Martines de Pasqually échappe pour partie à l’histoire et, par conséquent, pour partie à l’historien. Mais l’intérêt de Michelle Nahon pour le théurge de Bordeaux, et son approche biographique, pour rigoureuse qu’elle soit, dépassent de beaucoup le simple exercice intellectuel, ce qui lui évite de tomber dans le piège de la soi-disant objectivité chères aux instituteurs, sans se départir pour autant de la rigueur indispensable à l’analyse des sources. Comme l’avait fait avant elle Gérard van Rijnberk, voilà soixante dix ans, Michelle Nahon, réussit aujourd'hui à saisir des instants de la vie du théurge de Bordeaux et à éclairer pour notre bonheur un certain nombre d’événements d’une carrière encore bien énigmatique.
Faute de certitude sur l’apparence physique du théurge (mais, jusqu’à preuve du contraire, je continue de croire que le portrait que j’ai inventé pourrait ne pas être apocryphe !), Michelle Nahon nous offre donc de Martines de Pasqually un véritable portrait historique et philosophique.
Quel portrait ? Les origines familiales de Martines, à commencer par son identité, restent toujours obscures. Mais sa carrière militaire, comme officier, le fait sortir de l’ombre. Entre 1762 et 1772, Bordeaux sera sa capitale, après l’échec de Toulouse, et malgré des séjours à Paris et Versailles, pour affaires profanes et initiatiques (avec la Grande Loge de France notamment), que Michelle Nahon remet dans le contexte en les précisant.
A la lumière des témoignages et des documents connus, Martines ne se laisse pas réduire à la caricature du charlatan ou de l’escroc de l’initiation. (Ainsi, en dépit de solides arguments quant à son caractère apocryphe, la question de sa patente maçonnique, ou de celle de son père, n’est certainement pas aussi simple qu’on le dit). Sauf à ne pas savoir lire, le livre de Michelle Nahon contribue excellemment à montrer le vrai visage du maître des élus coëns : celui d’un homme de Dieu, qui, certes, ne fut qu’un homme, ni sorcier, ni magicien, comme il l’écrit lui-même, mais vrai homme de désir soucieux de sa vocation, de sa mission, en bute à ses propres faiblesses, aux tracasseries du monde et aux bassesses de ses frères.

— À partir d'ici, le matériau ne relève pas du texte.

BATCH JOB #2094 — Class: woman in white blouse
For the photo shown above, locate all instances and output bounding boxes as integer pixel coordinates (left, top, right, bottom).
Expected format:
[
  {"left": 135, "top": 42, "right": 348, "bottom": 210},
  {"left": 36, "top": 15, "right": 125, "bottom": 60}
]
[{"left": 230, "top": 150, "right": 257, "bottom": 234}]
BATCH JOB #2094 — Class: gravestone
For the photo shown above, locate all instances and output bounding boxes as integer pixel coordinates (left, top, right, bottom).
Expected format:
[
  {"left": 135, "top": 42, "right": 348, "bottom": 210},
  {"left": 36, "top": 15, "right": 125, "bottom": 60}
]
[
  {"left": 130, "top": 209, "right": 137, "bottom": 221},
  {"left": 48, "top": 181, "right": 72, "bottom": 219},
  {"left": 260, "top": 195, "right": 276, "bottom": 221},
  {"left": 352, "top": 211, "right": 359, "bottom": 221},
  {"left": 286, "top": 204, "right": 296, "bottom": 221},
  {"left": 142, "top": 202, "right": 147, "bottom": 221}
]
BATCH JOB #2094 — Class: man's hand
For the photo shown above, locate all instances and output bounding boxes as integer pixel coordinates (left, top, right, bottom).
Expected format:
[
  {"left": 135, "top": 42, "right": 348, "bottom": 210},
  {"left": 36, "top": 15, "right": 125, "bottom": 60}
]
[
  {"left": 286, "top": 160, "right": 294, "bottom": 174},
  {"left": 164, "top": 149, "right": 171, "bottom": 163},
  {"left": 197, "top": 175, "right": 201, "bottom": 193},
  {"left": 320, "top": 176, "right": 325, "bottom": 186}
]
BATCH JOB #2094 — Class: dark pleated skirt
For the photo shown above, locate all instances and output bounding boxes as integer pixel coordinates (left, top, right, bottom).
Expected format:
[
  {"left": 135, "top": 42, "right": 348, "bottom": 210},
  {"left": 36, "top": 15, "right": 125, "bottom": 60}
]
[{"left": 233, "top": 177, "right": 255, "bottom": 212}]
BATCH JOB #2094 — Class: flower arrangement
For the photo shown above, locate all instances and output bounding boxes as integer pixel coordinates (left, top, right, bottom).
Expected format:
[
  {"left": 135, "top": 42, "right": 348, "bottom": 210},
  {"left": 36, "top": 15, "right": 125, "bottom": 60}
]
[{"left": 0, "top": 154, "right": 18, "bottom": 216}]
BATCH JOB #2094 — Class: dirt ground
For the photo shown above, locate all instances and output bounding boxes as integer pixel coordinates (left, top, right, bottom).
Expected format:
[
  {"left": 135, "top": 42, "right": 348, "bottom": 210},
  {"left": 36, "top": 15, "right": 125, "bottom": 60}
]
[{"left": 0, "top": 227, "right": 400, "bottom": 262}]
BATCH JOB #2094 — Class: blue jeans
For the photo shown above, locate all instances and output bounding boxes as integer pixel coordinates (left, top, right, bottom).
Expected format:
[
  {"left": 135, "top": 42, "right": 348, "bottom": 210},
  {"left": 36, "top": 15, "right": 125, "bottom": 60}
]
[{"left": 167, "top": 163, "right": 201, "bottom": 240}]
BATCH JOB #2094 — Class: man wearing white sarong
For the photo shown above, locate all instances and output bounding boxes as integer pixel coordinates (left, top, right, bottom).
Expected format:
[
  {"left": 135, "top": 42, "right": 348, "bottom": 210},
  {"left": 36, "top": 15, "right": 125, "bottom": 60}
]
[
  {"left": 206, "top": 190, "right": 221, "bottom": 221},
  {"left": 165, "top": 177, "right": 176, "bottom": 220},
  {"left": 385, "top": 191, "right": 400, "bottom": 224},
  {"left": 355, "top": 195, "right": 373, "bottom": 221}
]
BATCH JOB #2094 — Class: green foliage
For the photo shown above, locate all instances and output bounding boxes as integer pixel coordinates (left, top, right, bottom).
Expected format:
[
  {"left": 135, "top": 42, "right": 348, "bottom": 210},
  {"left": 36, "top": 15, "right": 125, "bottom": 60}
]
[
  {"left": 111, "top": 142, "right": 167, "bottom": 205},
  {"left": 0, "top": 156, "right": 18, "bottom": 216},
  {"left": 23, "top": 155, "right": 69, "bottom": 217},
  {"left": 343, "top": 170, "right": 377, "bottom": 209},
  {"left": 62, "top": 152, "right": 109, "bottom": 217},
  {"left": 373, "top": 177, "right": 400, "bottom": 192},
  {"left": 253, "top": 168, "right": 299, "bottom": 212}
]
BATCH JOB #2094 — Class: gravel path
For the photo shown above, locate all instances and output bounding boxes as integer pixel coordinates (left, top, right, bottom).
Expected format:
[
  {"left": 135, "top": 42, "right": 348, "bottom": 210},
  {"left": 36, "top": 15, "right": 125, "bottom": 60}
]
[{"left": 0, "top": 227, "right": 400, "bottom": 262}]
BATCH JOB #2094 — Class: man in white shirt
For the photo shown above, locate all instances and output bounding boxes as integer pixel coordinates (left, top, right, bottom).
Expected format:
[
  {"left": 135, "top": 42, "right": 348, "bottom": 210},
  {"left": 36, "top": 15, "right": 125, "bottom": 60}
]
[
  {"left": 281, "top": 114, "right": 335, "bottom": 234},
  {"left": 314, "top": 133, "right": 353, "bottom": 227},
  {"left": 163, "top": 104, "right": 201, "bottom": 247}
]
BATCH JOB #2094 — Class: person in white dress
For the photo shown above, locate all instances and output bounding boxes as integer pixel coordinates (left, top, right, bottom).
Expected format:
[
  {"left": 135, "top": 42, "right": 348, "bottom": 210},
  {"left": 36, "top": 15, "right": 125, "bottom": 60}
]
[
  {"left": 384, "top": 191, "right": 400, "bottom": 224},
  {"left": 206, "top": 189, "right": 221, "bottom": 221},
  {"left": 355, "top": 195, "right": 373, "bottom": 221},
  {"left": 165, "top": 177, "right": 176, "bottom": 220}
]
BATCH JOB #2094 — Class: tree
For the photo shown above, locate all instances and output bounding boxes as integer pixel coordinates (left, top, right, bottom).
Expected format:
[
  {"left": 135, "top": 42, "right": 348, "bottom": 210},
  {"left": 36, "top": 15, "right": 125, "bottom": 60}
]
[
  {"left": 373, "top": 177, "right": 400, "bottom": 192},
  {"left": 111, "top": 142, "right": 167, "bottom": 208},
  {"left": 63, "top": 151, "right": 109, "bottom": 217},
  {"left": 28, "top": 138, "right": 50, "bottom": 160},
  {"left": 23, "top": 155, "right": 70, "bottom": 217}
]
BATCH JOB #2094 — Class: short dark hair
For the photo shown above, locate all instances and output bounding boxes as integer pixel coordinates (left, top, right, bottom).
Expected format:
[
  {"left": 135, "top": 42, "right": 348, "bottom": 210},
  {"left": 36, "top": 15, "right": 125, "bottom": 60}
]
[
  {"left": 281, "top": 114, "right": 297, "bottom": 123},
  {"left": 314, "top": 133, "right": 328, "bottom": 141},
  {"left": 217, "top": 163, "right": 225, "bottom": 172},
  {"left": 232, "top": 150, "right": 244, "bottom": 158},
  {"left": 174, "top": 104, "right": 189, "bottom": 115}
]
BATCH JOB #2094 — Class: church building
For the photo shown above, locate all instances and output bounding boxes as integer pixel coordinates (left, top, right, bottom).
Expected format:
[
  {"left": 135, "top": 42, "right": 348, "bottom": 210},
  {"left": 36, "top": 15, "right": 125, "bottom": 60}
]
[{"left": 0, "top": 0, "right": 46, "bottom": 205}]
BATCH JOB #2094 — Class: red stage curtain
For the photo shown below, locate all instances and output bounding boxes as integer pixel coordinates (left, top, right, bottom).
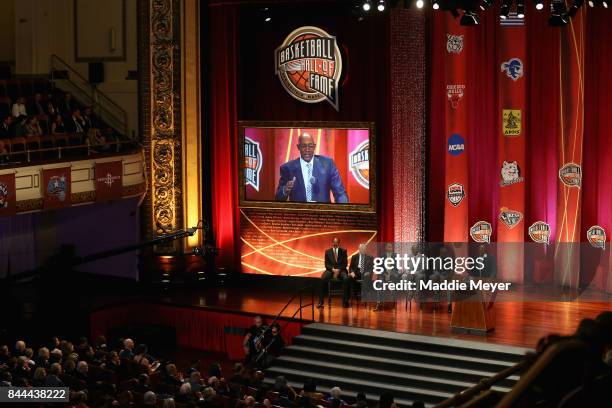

La protection de quelques grands personnages (Richelieu, le prince de Rohan…) n’auront pas suffi à mettre Martines à l’abri des soucis financiers. Son départ pour Saint-Domingue, en 1772, et sa mort loin des siens, en 1774, ne lui auront pas permis non plus de mener à son terme l’œuvre d’une vie vouée à transmettre un très précieux dépôt initiatique. Faute d’avoir pu étendre sa réforme à l’ensemble de la franc-maçonnerie française, en quelques lustres, Martines de Pasqually et ses émules ont pourtant réussi à édifier l’Ordre des chevaliers maçons élus coëns de l’Univers, fleuron de l’illuminisme.
Le Martinès de Pasqually de Michelle Nahon constitue désormais l’ouvrage de référence pour quiconque s’intéresse au premier maître de Louis-Claude de Saint-Martin, de Jean-Baptiste Willermoz (et de tant d’autres dont l’histoire n’a pas nécessairement retenu le nom), que le très digne théurge de Bordeaux, conformément à sa vocation, a aidés à leur propre initiation.